A distensão passa também por apostar numa comunicação social isenta que dê igual tratamento aos actores políticos e sociedade civil, que não escamoteie as mazelas do país com monocórdicos programas, a lembrar a parte norte da península coreana.
Passa ainda por deixar que o jornalismo se faça livremente sem ter em conta a titularidade dos órgãos, sem "ordens superiores" e sem quaisquer outras amarras para lá do cumprimento escrupuloso da ética e deontologia que encerram a profissão.
Será de todo desaconselhável realizar cimeiras como forma de capitulação ou aniquilamento do outro, enquanto se apresentam tais encontros como resultante da generosidade, magnanimidade ou altruísmo dos actores políticos envolvidos.
"Este tipo de encontros devia estar plasmado na Constituição da República como uma obrigação do Chefe de Estado com o seguinte argumento: a necessidade de o principal líder da oposição estar a par dos assuntos relacionados com a construção do Estado", como defendia, há dias, Manuel Matola, intelectual moçambicano radicado em Portugal, mas muito informado e atento às realidades africanas.
Porque é preciso dar passos sérios para que se efective a República, onde Estado não se confunde com agremiações políticas, bem como precaver o futuro das relações entre o cidadão, detentor dos seus direitos e deveres, e o Estado.
Estes encontros só serão úteis se eles conseguirem incutir nos servidores políticos a ideia de que "o Povo é o seu Patrão", como costuma dizer o Presidente Filipe Nyusi de Moçambique.
Porque nenhum político muda radicalmente de comportamento de noite para dia e porque aparentes boas medidas políticas isoladas comportam mais perigos do que soluções e ainda porque as mudanças políticas mais do que um acto consubstanciam um processo, como a História dos últimos cinco anos comprova, de pouco servem os encontros quando se faz ouvidos de mercador para as questões de liberdade e de direitos humanos.
Afigura-se de pouca valia fazer cimeiras, se a dimensão de um partido continuar indexada ao número de militantes de outras organizações que consegue aliciar, subornar ou corromper, como se o objectivo fosse voltar a criar uma sociedade de um partido só.
É preciso dar passos para a transformação dos partidos de poder em partidos de quadros e de eleitores, porque em democracia as formações políticas de Poder têm mais eleitores do que militantes, diferente da originalidade angolana onde os grandes partidos têm um score eleitoral inferior à metade dos militantes que constam das suas bases de dados.
Não basta realizar encontros é necessário que eles sirvam também para reverter a fraude política engenhosamente construída no simulacro de regime democrático que é apresentada à opinião publica interna e externa.

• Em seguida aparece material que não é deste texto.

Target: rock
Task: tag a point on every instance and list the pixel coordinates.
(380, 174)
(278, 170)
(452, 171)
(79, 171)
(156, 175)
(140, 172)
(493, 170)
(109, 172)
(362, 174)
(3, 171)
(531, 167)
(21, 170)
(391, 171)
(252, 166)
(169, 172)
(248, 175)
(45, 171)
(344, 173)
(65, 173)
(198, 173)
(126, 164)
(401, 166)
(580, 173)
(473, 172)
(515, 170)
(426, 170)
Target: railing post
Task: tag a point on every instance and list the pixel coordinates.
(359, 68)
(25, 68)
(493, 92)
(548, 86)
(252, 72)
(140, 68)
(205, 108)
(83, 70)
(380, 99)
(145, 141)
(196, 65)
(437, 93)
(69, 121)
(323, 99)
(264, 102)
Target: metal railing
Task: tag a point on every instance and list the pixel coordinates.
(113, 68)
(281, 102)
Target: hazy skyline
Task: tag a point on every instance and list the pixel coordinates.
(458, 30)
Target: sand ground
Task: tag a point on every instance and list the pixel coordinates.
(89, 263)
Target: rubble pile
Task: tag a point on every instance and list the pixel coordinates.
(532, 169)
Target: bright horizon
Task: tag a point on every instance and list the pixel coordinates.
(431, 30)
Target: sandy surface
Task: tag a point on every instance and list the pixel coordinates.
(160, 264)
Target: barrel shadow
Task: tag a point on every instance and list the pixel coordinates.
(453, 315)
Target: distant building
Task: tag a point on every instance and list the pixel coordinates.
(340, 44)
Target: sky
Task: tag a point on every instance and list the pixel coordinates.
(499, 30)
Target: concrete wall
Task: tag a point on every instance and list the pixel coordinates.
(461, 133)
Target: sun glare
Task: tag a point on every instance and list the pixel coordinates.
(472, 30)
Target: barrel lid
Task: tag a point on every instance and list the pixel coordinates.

Não basta também realizar encontros sob pressão de qualquer instituição ou actor político internacionais, é necessário que a genuinidade seja por Angola e pelos angolanos que devem ser o primeiro e principal destinatário dessas reuniões.
Em Icolo e Bengo, diz-se "Koso uandala kuia ku polo, tala hanji mu dima" (para seguires em frente, olhe antes atrás). Olhar para o passado que conduziu o País a actual encruzilhada e "corrigir o que está mal", deve ser o objectivo destas medidas.